A nurse is preparing a client for surgery and discovers a large sum of money in the client's wallet. Which of the following actions should the nurse take?
Contact security personnel to place the money in the designated secure location.
Label the money with the client's name and leave it at the nurses' station.
Place the money in an envelope in the client's medication drawer.
Hold the money for the client until their return from surgery.
The Correct Answer is A
Rationale:
A. Contact security personnel to place the money in the designated secure location: Hospitals have protocols for handling client valuables. The safest and most appropriate action is to notify security so the funds can be securely stored, documented, and returned appropriately. This maintains accountability and protects both the client and staff.
B. Label the money with the client's name and leave it at the nurses' station: Leaving valuables at the nurses' station, even if labeled, poses a risk for loss or theft. It does not meet institutional standards for safeguarding client property and may violate facility policies.

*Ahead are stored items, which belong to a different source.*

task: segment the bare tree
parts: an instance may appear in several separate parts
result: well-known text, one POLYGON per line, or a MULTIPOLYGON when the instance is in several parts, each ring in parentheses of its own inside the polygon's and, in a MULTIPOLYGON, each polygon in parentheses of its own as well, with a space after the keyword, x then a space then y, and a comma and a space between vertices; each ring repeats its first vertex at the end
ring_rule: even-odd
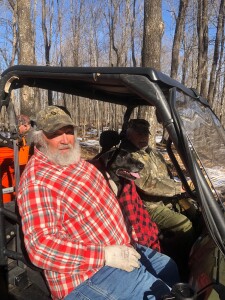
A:
POLYGON ((110 65, 127 66, 131 34, 130 0, 110 0, 105 13, 109 28, 110 65))
POLYGON ((8 0, 9 5, 13 11, 13 45, 12 45, 12 57, 10 61, 10 66, 13 66, 15 63, 16 55, 18 53, 18 30, 17 30, 17 2, 14 0, 8 0))
MULTIPOLYGON (((51 1, 50 6, 47 7, 46 0, 42 0, 42 33, 44 37, 44 47, 45 47, 45 63, 46 66, 50 66, 50 49, 52 44, 52 19, 53 19, 53 1, 51 1), (49 20, 47 20, 49 18, 49 20), (49 26, 47 26, 47 22, 49 26)), ((48 91, 48 105, 52 105, 52 91, 48 91)))
POLYGON ((215 39, 215 46, 214 46, 213 62, 212 62, 212 68, 211 68, 211 73, 210 73, 208 100, 211 104, 213 103, 213 99, 214 99, 216 68, 217 68, 217 63, 218 63, 218 59, 219 59, 219 45, 221 43, 222 25, 223 25, 223 18, 225 15, 224 3, 225 3, 224 0, 221 0, 218 21, 217 21, 217 31, 216 31, 216 39, 215 39))
POLYGON ((186 81, 188 81, 187 80, 188 79, 188 64, 189 64, 190 55, 192 53, 192 47, 187 45, 185 34, 183 36, 183 51, 184 51, 184 57, 183 57, 183 64, 181 66, 181 68, 182 68, 181 82, 185 85, 186 81))
POLYGON ((198 1, 198 69, 197 90, 204 97, 207 96, 208 73, 208 0, 198 1))
POLYGON ((81 0, 79 3, 71 0, 71 26, 73 34, 73 65, 79 66, 79 53, 80 53, 80 39, 81 39, 81 27, 82 27, 82 16, 84 10, 84 1, 81 0))
MULTIPOLYGON (((225 64, 225 59, 224 59, 225 64)), ((225 72, 223 74, 223 85, 222 85, 222 93, 221 93, 221 106, 220 106, 220 120, 222 124, 225 124, 225 72)))
POLYGON ((42 33, 44 37, 45 47, 45 63, 46 66, 50 66, 50 49, 52 43, 52 18, 53 18, 53 1, 50 3, 50 7, 46 6, 46 0, 42 0, 42 33), (47 20, 49 18, 49 20, 47 20), (48 22, 49 21, 49 22, 48 22), (47 26, 47 22, 49 26, 47 26))
MULTIPOLYGON (((175 30, 174 40, 167 35, 168 31, 162 39, 162 1, 2 1, 0 67, 3 69, 15 63, 34 64, 35 52, 38 53, 38 64, 153 67, 170 73, 176 79, 179 78, 187 86, 197 87, 203 96, 206 95, 209 85, 208 95, 210 99, 213 95, 214 100, 210 100, 213 108, 222 115, 220 107, 224 107, 224 25, 219 25, 224 21, 224 11, 221 10, 224 0, 166 0, 163 3, 170 5, 169 10, 173 13, 169 26, 171 33, 175 30), (179 6, 173 7, 177 3, 179 6), (173 18, 176 22, 173 22, 173 18), (215 24, 218 24, 216 31, 208 30, 215 24), (41 34, 44 36, 44 42, 40 38, 36 40, 36 35, 40 37, 41 34), (214 53, 211 53, 211 49, 214 48, 214 53)), ((26 104, 23 104, 24 100, 15 102, 22 103, 23 113, 26 113, 27 107, 27 112, 34 114, 39 104, 46 104, 47 92, 42 91, 41 96, 34 93, 36 92, 23 92, 21 99, 26 99, 26 104), (35 105, 33 98, 36 99, 35 105), (39 99, 41 103, 37 101, 39 99)), ((71 109, 82 106, 79 98, 76 98, 74 104, 68 95, 54 93, 50 104, 57 102, 69 105, 71 109)), ((113 110, 113 106, 102 103, 98 105, 98 109, 95 110, 91 105, 90 109, 94 114, 87 114, 87 122, 91 122, 90 118, 100 128, 102 125, 98 119, 104 118, 110 126, 115 127, 117 120, 119 122, 121 119, 121 108, 116 107, 113 110), (113 116, 117 120, 112 120, 113 116)), ((82 109, 83 106, 79 107, 81 116, 76 116, 76 120, 83 123, 82 109)), ((138 116, 151 121, 154 135, 151 113, 148 110, 140 110, 138 116)))
MULTIPOLYGON (((18 31, 19 31, 19 64, 35 64, 35 43, 31 21, 31 2, 17 0, 18 31)), ((21 111, 27 115, 35 115, 34 91, 23 88, 21 92, 21 111)))
POLYGON ((180 0, 179 13, 176 18, 176 28, 173 39, 172 48, 172 61, 171 61, 171 72, 170 76, 177 79, 177 72, 179 67, 179 56, 182 36, 184 34, 185 14, 188 6, 188 0, 180 0))
POLYGON ((162 1, 144 1, 142 66, 160 70, 161 41, 164 32, 162 1))
POLYGON ((61 3, 60 0, 57 0, 57 12, 58 12, 58 20, 57 20, 57 35, 59 35, 59 59, 57 60, 59 62, 59 65, 63 67, 63 46, 62 46, 62 9, 63 2, 61 3))
MULTIPOLYGON (((160 70, 161 39, 164 32, 162 21, 162 1, 144 1, 144 34, 142 49, 142 66, 160 70)), ((155 146, 157 121, 155 110, 139 109, 138 117, 145 118, 151 124, 150 144, 155 146)))
POLYGON ((19 28, 19 63, 32 65, 35 63, 35 45, 32 35, 30 1, 17 0, 18 28, 19 28))
POLYGON ((135 30, 135 18, 136 18, 136 0, 133 1, 133 15, 132 15, 132 20, 131 20, 131 49, 132 49, 132 61, 133 61, 133 66, 137 66, 137 60, 135 57, 135 42, 134 42, 134 30, 135 30))
POLYGON ((218 62, 218 68, 216 71, 216 79, 215 79, 214 92, 213 92, 214 99, 217 99, 217 101, 213 101, 214 112, 220 117, 220 119, 222 119, 222 116, 225 113, 225 111, 222 109, 224 105, 223 86, 225 84, 224 83, 224 43, 225 43, 224 23, 225 23, 225 18, 223 18, 223 22, 222 22, 220 57, 218 62))

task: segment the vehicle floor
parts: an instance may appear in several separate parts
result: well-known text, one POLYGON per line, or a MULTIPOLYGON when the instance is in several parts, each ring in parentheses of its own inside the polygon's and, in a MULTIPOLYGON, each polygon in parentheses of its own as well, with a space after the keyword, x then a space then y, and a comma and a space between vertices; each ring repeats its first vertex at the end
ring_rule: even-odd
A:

C. Place the money in an envelope in the client's medication drawer: Medication drawers are intended for storing prescribed medications only. Using them for valuables is inappropriate, insecure, and may lead to misplacement or confusion during care transitions.
D. Hold the money for the client until their return from surgery: Personally holding the client’s money is a liability and not an accepted protocol. It lacks formal documentation and security, increasing the risk of loss or accusation of theft.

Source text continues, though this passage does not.